The ancient city of Copan lies in western Honduras, in the far reaches of the Mayan cultural region; in fact, Copan would have been almost surrounded by peoples from the Isthmo-Colombian cultural region. Nonetheless, the city was occupied for more than 2,000 years and, between the 5th and 9th centuries AD, became an important center of Mayan culture. The site contains multiple temples and the royal Acropolis, as well as a court for playing the Mesoamerican ballgame ōllamaliztli. Copan is famous for a series of stelae depicting rulers and Altar Q is the most famous monument in the entire complex. During the 8th and 9th centuries, the population of Copan declined, as did its influence. Today, Copan is the best-known Mayan site in Honduras, as well as a World Heritage Site.

Copan

3. Canta Gallo, Nicaragua

Nicaragua’s Indigenous peoples are most closely related to the Choco-speaking peoples of Panama and Colombia. Most of these groups weren’t prolific builders, unlike the Aztecs and Maya further north. That’s part of what makes Canta Gallo so special; it’s one of the few sites in Nicaragua where you can see the ruins of ancient pyramids built by some of the country’s Indigenous peoples. To get there, you’ll need to travel deep into the jungle of Indio Maiz in southwestern Nicaragua. The site is sacred to the Rama Indians, descendants of the Chibcha. Relatively little is known about Canta Gallo, but some believe it is a lost city.

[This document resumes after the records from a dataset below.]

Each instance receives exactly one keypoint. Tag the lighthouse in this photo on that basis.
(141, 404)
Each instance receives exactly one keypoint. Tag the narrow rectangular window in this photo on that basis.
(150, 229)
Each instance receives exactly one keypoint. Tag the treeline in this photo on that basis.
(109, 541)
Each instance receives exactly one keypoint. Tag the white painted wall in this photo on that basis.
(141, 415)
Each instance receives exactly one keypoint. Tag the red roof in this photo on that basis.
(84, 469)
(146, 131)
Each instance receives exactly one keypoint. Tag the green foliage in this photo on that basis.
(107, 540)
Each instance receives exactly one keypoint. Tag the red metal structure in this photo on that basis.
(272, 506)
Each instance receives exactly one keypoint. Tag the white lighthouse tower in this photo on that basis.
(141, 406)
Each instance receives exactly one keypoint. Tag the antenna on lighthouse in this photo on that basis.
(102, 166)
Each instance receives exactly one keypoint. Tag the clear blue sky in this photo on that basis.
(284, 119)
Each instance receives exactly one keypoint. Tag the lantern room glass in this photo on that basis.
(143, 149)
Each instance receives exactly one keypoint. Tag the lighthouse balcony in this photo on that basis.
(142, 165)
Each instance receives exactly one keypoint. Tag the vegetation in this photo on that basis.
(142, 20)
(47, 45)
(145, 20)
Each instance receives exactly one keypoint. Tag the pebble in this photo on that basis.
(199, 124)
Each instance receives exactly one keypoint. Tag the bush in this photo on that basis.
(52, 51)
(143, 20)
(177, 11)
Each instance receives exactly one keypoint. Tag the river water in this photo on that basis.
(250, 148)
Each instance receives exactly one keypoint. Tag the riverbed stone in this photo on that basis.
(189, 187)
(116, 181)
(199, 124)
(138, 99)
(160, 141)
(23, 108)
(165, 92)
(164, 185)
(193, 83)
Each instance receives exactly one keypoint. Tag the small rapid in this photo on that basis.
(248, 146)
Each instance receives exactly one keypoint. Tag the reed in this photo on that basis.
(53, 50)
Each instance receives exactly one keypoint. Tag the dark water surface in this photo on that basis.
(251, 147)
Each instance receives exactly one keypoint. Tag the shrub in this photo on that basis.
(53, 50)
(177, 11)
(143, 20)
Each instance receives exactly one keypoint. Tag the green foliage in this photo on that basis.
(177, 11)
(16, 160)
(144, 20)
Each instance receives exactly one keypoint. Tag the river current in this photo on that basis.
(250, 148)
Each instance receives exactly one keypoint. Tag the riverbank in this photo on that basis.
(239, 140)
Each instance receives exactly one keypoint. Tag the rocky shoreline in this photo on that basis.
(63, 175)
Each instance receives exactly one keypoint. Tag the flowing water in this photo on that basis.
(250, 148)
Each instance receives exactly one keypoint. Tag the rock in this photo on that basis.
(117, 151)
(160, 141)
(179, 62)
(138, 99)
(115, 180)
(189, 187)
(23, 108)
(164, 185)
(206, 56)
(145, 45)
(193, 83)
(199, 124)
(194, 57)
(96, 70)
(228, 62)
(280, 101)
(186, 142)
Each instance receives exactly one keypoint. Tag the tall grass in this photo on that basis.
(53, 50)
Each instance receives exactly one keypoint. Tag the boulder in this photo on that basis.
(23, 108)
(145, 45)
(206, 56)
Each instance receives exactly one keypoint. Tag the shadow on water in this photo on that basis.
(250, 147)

Since the area is remote, the ruins have yet to attract mobs of tourists, meaning that this is a site where you’ll actually be able to get up close to the ruins.

Photo by: Niina  / Bizarre Globe Hopper
Photo by: Niina / Bizarre Globe Hopper

2. Teotihuacán, Mexico

Is it possible to write about Central America’s ancient ruins without addressing Mexico? Although not usually classed as part of Central America proper, Mexico’s Indigenous peoples were drivers of empire and modern Mexico is littered with the ruins of civilizations like the Maya, Zapotecs, Aztecs and Toltecs. The inhabitants of Mexico’s most famous ruins, however, remain unknown; the Aztecs claimed common ancestry with the Teotihuacans, but the ethnicity of the inhabitants is the subject of debate. Perhaps a multi-ethnic center, Teotihuacan was at one time the largest city in pre-Columbian America and its influence was felt throughout Mesoamerica, from Tikal to Copan. Today, it is is famous for its pyramids, including the Pyramids of the Sun and the Moon, as well as the Avenue of the Dead and its multi-family residences.

Teotihuacán

1. Tikal, Guatemala

The ruins of Tikal are instantly recognizable from the famous Tikal Temple I, a 47-meter tall limestone step pyramid with a Mayan roof comb. The temple is also known as the Temple of the Great Jaguar. Of course, Temple I isn’t the only building at Tikal; there are many more buildings. Given that Tikal was once the most powerful city in the Mayan empire, the complex of temples, altars, palaces and pyramids only makes sense. The site is divided into several groups, including the Great Plaza located at the core of the site, the Central Acropolis to its south, the North and South Acropolises and the Plaza of the Seven Temples. Located in the Peten rainforest in northern Guatemala, this World Heritage Site is perhaps one of the best-known in Central America.